20:48 <JamesMunns[m]> I'll come back with real numbers once I have it more built out :)

20:48 <JamesMunns[m]> s/scemas/schemas/

20:49 <konkers[m]> Do these schemas include the string content of the log?

20:49 <JamesMunns[m]> Yes, I get that makes it take more space. It also makes managing arbitrary devices with code written by other people manageable

20:50 <JamesMunns[m]> If you aren't passing around elfs.

20:50 <JamesMunns[m]> It also makes it possible to dynamically generate interfaces

20:50 <JamesMunns[m]> Anyway, I think I'm solving a different problem, for sure.

20:51 <konkers[m]> Related to postcard-rpc?

20:51 <JamesMunns[m]> Yep

20:51 <JamesMunns[m]> Basically a managed reverse proxy for multiple connected devices

20:51 <JamesMunns[m]> A whole post station, maybe :)

20:52 <konkers[m]> Neat. I was just looking at that the other day for a hobby project.

20:52 <konkers[m]> The N count for rpc schema is definitely a lot less than lines of logging.

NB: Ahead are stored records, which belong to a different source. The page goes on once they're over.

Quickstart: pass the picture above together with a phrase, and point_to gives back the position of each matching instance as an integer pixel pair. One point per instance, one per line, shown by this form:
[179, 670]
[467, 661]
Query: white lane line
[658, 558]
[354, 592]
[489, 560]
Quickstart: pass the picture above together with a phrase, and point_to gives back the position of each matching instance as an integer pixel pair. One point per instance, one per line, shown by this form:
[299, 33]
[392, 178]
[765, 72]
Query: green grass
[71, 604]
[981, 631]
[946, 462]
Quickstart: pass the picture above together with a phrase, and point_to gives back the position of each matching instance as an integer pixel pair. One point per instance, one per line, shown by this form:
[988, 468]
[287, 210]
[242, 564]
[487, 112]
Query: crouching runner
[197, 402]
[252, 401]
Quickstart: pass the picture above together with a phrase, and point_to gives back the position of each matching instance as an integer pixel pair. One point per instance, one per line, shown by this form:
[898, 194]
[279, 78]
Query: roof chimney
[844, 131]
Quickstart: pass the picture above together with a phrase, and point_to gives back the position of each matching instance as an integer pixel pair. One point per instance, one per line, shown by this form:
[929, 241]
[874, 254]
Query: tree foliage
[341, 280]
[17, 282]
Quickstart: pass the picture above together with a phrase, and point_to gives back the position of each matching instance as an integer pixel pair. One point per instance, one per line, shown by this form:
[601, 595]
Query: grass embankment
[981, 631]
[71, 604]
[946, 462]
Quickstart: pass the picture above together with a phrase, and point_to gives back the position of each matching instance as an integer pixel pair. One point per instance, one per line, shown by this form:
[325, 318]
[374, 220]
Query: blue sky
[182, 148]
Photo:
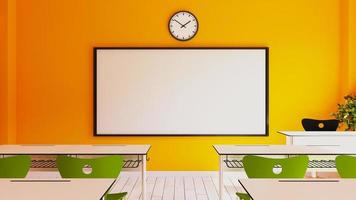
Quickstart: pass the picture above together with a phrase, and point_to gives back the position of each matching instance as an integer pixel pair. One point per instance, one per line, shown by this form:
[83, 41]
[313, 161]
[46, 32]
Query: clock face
[183, 25]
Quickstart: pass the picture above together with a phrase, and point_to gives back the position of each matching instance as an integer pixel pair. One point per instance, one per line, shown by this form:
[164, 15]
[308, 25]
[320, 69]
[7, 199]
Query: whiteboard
[180, 91]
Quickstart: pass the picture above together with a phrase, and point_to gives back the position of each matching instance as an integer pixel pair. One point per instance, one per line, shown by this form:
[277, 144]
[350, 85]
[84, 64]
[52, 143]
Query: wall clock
[183, 25]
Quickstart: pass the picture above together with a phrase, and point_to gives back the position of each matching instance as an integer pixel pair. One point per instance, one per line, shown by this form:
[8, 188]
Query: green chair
[346, 166]
[103, 167]
[15, 166]
[262, 167]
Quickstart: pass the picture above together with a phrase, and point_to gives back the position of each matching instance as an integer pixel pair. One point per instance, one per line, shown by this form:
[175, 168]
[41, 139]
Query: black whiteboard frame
[95, 130]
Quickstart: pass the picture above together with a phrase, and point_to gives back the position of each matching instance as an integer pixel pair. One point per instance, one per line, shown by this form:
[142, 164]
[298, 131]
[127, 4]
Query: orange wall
[3, 72]
[54, 64]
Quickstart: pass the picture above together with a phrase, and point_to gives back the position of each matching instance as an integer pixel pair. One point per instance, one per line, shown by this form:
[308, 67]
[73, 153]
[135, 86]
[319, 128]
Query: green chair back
[103, 167]
[346, 166]
[262, 167]
[15, 166]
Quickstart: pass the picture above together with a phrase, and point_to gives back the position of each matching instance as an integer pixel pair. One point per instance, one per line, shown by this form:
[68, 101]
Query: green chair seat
[15, 166]
[103, 167]
[262, 167]
[346, 166]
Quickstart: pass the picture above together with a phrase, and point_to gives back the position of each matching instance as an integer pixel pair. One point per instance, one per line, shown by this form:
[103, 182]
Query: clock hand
[185, 24]
[178, 22]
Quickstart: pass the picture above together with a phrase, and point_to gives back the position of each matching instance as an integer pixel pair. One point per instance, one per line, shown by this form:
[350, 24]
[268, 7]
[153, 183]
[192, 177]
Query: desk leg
[221, 178]
[143, 177]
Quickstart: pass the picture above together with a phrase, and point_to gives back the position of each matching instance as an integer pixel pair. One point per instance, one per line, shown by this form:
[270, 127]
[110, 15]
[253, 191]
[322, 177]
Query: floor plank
[158, 190]
[211, 190]
[172, 186]
[189, 188]
[168, 192]
[179, 192]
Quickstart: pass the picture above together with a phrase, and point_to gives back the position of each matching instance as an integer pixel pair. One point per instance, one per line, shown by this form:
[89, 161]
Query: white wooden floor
[172, 185]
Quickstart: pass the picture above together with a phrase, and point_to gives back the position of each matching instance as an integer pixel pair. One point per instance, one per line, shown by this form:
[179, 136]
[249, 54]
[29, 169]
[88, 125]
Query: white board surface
[181, 91]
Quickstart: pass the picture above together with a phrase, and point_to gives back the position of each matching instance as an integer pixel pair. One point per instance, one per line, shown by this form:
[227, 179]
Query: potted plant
[346, 113]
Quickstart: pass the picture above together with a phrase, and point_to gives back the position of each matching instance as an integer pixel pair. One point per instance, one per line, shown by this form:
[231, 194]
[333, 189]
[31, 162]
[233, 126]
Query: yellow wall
[352, 47]
[54, 64]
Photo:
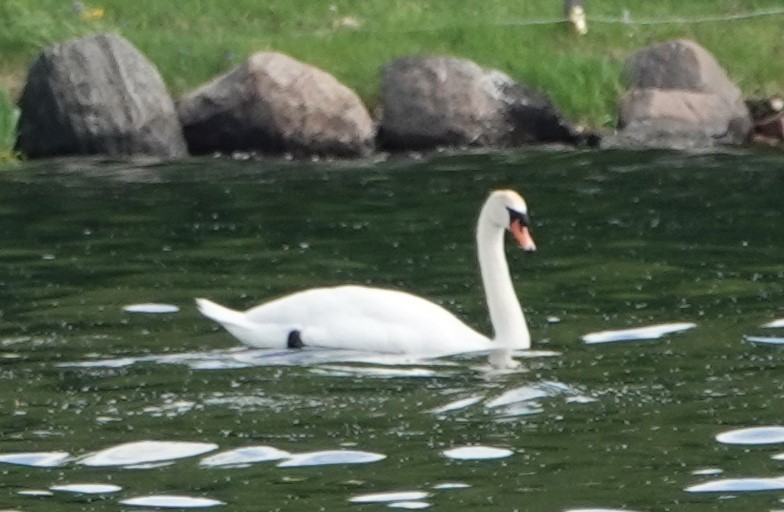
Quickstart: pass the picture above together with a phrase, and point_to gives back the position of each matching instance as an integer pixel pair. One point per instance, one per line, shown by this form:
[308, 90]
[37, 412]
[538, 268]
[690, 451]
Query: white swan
[389, 321]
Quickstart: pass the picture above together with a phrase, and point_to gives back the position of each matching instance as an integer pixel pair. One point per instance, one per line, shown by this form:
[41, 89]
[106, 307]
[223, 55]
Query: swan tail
[238, 324]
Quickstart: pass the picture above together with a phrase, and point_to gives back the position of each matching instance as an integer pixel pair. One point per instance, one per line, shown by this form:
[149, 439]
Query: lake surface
[105, 408]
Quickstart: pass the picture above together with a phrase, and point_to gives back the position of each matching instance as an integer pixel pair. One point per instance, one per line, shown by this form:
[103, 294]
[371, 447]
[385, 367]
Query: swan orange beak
[522, 235]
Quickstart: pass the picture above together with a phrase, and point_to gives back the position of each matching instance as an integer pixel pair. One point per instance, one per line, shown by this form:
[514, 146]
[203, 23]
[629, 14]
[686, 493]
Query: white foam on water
[753, 435]
[144, 452]
[35, 493]
[707, 472]
[163, 501]
[457, 404]
[36, 459]
[245, 455]
[410, 505]
[739, 485]
[766, 340]
[385, 497]
[328, 457]
[87, 488]
[477, 453]
[775, 324]
[151, 308]
[650, 332]
[451, 485]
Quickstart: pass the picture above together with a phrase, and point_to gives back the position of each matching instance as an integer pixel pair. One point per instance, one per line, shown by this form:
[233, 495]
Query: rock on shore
[97, 95]
[679, 97]
[272, 103]
[433, 101]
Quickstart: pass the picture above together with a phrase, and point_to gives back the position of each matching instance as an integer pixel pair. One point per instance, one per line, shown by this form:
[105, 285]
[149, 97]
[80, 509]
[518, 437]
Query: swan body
[396, 322]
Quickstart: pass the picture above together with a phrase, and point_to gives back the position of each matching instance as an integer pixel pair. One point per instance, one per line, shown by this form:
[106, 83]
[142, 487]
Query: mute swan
[389, 321]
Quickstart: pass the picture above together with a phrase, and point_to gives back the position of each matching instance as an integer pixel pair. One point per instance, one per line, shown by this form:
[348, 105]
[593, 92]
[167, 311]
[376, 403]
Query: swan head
[506, 209]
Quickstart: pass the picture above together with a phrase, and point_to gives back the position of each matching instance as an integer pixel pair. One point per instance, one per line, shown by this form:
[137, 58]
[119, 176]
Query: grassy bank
[9, 114]
[194, 40]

20:53 <JamesMunns[m]> The goal is also to support fancy structured logging too, so you get similar deferred formatting benefits

20:53 <JamesMunns[m]> More like tracing than defmt, but some (unformatted) strings are still passed on the wire

20:55 <konkers[m]> We've had similar thoughts with our tokenized logging but have not had time to fully spec it out much less implement it.

20:56 <JamesMunns[m]> My schemas are serialized to postcard, based on the stable wire format and schema types, so I could stabilize it as a standard soonish

20:57 <JamesMunns[m]> I also have "type punning" working, so you can send a `&[u8]` on the MCU side, and receive it as a Vec<u8> on the PC side

20:57 <JamesMunns[m]> I'm excited about it :D

21:12 <konkers[m]> Have you thought much about MCU to MCU comms? pw_rpc gets used for that as well as MCU to host.

21:31 <JamesMunns[m]> The intent is to have an MCU client as well for postcard rpc

21:31 <JamesMunns[m]> At least for point to point comms, or over an existing network.